There are also legitimate cases and these are the most frustrating to deal with as the insurance companies seem to work under the assumption that everyone is trying to milk the system. Insurance companies don't seem to believe GP's psychiatric diagnoses and demand that the patient see a psychiatrist even though where I practice seeing a psychiatrist on an outpatient basis takes about 9 months if one is lucky. One patient that I diagnosed with bipolar disorder who was extremely productive at work while hypomanic and then unable to manage when she went into a depressive episode. I got the very strong impression that the insurance company didn't believe me and they finally arranged to fly the patient to Vancouver, have her seen by an independant psychiatrist (who probably billed the insurance company for far more than I've been paid in total for seeing the patient for the last 2 years), who confirmed my diagnosis.

The least trouble I had with patients wanting "stress leave" was when I injured my knee rather badly and showed up at work in a knee brace for a month after surgery.
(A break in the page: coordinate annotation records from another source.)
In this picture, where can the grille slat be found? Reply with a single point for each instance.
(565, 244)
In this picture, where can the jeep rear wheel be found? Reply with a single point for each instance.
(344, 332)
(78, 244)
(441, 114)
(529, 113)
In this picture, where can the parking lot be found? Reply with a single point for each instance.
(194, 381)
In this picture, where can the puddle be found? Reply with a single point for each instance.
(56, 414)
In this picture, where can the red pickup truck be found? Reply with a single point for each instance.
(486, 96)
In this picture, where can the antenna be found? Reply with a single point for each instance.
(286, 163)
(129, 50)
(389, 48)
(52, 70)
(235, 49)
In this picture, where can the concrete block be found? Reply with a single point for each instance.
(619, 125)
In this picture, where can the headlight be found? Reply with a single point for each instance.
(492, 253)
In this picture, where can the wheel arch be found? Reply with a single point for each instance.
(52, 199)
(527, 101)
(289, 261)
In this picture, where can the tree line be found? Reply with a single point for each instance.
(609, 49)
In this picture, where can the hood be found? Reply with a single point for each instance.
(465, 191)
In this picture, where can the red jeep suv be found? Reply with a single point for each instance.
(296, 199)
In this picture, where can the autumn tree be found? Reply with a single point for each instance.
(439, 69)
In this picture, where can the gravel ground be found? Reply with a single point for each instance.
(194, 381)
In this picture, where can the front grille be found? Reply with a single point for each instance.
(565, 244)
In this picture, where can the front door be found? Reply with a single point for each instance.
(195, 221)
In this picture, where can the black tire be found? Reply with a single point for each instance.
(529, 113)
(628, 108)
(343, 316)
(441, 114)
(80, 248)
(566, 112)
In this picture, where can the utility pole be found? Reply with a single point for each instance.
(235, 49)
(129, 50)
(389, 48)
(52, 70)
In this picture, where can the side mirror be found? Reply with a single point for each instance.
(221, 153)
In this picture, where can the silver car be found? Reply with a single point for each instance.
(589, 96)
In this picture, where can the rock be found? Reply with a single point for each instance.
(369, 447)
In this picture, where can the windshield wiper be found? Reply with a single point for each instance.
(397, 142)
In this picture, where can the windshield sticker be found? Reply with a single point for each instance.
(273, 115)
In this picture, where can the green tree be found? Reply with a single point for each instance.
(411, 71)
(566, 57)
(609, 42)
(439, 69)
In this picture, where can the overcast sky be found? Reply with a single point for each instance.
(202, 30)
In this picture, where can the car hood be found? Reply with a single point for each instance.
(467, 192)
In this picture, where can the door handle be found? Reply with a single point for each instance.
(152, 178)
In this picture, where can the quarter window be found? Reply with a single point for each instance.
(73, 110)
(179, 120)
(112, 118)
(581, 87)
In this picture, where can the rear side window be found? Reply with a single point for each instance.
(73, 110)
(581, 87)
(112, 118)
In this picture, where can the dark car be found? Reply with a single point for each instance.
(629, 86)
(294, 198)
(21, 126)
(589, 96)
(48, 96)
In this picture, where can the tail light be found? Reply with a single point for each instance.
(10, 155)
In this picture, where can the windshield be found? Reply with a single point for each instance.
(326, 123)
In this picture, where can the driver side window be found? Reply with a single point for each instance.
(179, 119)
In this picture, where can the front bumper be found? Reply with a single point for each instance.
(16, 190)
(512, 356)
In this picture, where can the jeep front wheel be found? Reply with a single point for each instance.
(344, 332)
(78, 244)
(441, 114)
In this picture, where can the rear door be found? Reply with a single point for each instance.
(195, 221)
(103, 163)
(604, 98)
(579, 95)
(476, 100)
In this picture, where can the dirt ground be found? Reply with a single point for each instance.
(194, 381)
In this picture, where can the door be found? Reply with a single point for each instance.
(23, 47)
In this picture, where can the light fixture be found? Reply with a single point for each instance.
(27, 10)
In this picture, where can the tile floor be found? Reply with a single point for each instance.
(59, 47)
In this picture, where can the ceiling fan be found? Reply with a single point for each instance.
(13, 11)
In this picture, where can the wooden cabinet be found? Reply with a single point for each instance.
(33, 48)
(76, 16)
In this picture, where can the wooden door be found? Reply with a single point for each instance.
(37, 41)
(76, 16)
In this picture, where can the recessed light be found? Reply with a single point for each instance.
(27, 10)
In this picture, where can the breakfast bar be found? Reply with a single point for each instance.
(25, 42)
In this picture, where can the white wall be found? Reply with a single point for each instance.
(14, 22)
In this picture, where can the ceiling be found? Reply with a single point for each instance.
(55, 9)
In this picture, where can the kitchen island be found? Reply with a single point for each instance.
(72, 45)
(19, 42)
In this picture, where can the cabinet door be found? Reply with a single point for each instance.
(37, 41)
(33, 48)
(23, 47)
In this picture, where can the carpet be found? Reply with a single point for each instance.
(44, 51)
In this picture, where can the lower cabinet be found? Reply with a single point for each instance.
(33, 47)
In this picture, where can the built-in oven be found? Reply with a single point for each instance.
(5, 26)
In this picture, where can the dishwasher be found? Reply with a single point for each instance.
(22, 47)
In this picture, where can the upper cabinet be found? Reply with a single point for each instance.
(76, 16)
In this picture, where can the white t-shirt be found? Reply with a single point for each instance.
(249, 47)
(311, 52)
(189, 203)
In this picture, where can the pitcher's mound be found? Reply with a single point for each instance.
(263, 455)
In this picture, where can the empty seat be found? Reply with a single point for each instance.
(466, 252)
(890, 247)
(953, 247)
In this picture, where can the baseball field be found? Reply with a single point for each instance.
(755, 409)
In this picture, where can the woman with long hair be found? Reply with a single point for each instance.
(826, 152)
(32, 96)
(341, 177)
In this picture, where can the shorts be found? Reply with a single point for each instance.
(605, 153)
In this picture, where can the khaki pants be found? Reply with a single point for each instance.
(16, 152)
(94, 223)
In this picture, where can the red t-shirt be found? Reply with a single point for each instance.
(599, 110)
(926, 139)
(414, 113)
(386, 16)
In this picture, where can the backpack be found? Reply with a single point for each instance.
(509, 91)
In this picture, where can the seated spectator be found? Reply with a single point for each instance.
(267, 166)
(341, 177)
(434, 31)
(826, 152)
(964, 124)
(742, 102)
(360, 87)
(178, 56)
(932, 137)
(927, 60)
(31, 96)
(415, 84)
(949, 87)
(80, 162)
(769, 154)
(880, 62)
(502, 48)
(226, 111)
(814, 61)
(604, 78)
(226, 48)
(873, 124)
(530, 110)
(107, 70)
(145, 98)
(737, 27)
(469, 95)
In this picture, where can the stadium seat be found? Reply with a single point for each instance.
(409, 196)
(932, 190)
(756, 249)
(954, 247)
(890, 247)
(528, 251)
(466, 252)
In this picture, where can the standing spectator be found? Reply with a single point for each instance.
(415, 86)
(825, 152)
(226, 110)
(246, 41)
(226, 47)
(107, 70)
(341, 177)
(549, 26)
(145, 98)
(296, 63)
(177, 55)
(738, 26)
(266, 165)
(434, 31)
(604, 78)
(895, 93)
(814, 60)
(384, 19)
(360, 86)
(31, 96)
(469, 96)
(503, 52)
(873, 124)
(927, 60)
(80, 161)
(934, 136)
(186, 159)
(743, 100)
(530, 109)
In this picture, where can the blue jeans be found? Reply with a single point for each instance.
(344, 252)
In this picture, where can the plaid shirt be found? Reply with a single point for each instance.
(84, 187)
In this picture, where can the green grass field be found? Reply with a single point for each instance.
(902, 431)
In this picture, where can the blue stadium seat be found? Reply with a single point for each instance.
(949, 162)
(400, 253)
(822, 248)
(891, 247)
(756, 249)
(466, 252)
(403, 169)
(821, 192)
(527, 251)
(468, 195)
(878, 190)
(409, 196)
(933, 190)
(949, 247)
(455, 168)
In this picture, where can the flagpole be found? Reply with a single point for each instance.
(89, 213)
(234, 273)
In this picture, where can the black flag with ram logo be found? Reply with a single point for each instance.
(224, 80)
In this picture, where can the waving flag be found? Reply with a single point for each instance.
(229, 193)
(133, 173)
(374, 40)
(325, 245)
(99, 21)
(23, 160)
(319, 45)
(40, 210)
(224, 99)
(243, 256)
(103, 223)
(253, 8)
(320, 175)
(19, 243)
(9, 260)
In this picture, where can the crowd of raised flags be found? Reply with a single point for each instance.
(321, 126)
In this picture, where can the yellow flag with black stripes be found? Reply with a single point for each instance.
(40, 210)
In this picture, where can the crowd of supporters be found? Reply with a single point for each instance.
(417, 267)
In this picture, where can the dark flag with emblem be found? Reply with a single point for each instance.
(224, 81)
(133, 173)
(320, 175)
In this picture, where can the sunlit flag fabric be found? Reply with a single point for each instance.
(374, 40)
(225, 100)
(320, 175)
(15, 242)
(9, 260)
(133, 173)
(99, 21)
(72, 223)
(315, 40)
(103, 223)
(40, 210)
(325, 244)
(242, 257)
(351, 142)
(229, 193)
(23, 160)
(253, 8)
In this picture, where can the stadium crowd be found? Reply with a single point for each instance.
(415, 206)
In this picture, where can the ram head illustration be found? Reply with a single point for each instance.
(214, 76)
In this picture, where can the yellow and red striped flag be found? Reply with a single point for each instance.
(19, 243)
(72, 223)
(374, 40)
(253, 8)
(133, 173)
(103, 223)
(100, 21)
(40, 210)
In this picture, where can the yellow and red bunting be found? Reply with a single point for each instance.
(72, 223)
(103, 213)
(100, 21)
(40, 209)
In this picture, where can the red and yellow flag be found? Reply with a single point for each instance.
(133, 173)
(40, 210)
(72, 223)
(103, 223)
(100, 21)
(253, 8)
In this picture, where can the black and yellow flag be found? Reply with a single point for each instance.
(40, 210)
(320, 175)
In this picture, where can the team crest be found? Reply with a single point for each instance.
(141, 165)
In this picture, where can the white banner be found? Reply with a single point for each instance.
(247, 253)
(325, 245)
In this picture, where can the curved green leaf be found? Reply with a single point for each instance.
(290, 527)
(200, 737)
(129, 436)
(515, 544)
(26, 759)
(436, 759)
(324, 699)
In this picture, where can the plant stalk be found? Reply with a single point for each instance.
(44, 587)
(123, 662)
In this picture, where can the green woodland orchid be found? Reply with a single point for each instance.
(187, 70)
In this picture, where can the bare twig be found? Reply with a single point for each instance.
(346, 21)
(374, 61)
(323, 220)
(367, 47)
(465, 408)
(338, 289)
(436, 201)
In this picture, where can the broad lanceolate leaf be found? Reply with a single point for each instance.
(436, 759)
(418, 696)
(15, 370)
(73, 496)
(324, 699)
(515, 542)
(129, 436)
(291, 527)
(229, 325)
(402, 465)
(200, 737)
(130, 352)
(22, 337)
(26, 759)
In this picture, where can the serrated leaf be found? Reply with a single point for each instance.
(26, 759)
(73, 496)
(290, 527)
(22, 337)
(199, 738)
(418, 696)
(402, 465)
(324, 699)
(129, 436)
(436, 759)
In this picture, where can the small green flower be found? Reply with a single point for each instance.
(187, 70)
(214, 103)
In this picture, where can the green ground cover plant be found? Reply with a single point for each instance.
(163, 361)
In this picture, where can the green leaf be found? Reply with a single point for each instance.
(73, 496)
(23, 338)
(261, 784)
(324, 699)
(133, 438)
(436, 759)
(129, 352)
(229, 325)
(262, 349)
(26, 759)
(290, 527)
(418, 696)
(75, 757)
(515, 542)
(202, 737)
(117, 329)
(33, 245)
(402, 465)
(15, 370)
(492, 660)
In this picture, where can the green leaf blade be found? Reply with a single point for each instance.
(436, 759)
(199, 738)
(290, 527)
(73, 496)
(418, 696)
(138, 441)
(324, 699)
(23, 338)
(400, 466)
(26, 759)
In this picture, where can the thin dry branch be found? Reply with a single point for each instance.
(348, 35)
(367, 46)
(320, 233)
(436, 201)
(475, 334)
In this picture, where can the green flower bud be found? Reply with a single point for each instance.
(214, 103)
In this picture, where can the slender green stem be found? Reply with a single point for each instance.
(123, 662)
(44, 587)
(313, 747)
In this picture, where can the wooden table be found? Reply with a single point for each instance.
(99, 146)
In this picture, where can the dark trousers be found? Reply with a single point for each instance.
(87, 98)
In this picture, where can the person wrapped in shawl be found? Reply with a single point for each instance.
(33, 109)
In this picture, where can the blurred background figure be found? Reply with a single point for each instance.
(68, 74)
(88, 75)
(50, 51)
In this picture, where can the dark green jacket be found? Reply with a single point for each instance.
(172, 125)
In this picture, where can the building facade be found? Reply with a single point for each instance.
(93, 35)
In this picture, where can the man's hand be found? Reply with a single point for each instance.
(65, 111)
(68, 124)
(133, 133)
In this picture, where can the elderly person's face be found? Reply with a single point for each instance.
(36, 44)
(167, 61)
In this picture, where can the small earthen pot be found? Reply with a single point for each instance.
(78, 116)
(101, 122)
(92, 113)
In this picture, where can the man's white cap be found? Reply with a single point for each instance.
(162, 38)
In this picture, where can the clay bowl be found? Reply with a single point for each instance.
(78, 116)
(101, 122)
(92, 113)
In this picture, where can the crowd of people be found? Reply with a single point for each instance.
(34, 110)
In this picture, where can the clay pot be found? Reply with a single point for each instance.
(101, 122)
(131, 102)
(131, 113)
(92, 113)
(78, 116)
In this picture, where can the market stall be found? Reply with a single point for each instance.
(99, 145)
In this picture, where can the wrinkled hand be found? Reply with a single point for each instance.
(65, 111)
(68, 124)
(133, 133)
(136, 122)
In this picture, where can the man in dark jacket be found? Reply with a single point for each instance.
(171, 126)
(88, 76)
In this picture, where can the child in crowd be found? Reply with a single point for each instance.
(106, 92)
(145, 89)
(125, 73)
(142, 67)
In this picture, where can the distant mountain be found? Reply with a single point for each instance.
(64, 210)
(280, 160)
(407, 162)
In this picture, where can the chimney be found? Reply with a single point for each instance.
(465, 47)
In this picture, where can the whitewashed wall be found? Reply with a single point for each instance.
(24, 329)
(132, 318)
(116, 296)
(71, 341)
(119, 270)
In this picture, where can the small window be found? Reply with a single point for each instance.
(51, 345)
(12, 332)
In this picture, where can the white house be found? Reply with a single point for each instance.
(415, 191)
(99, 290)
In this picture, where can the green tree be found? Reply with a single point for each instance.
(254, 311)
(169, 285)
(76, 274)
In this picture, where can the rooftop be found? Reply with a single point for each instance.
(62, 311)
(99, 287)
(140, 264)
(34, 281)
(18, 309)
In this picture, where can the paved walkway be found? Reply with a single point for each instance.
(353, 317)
I was off work for a week which I thought was too long as if I don't work I don't get paid.

Medically supporting a patient taking months off work to deal with "stress" is the worst thing one can do for them. About 50% of the patients who come in to see me regarding workplace "stress" end up taking no time off work. Usually they are mildly depressed and this is easy to treat. Some people do need a short period of time off work and I've shocked a lot of patients when I tell them they get a week off work while we adjust their medications and then I'll see them again. They seem to have the expectation that they'll have 2-3 months of "stress leave". The predominant feature in most of these people are sleep disturbances that are usually very easy to treat. The exceptions to this are people who work absolutely idiotic shift schedules likely designed by people who have no idea about human circadian rhythms.

I'd estimate that 90% of the patients I see who come in wanting time off work are off for less than 2 weeks. The very depressed, out of control bipolars and the psychotic may be off work a lot longer. Another thing I tell people is if they don't like their job then get into some other line of work. Depression is common and easily treatable, especially if one screens every depressed patient for bipolar disorder (5% of the population has bipolar 2).

There is probably a self-selection mechanism at work here as the self-reliant are more likely to be self-employed and the dependant chose jobs with "security". I know that I would go nuts working in a bureaucracy or get fired so I am my own boss.

Hey Colin...I too am a middle manager in the Public Service...and to your post...Amen brother.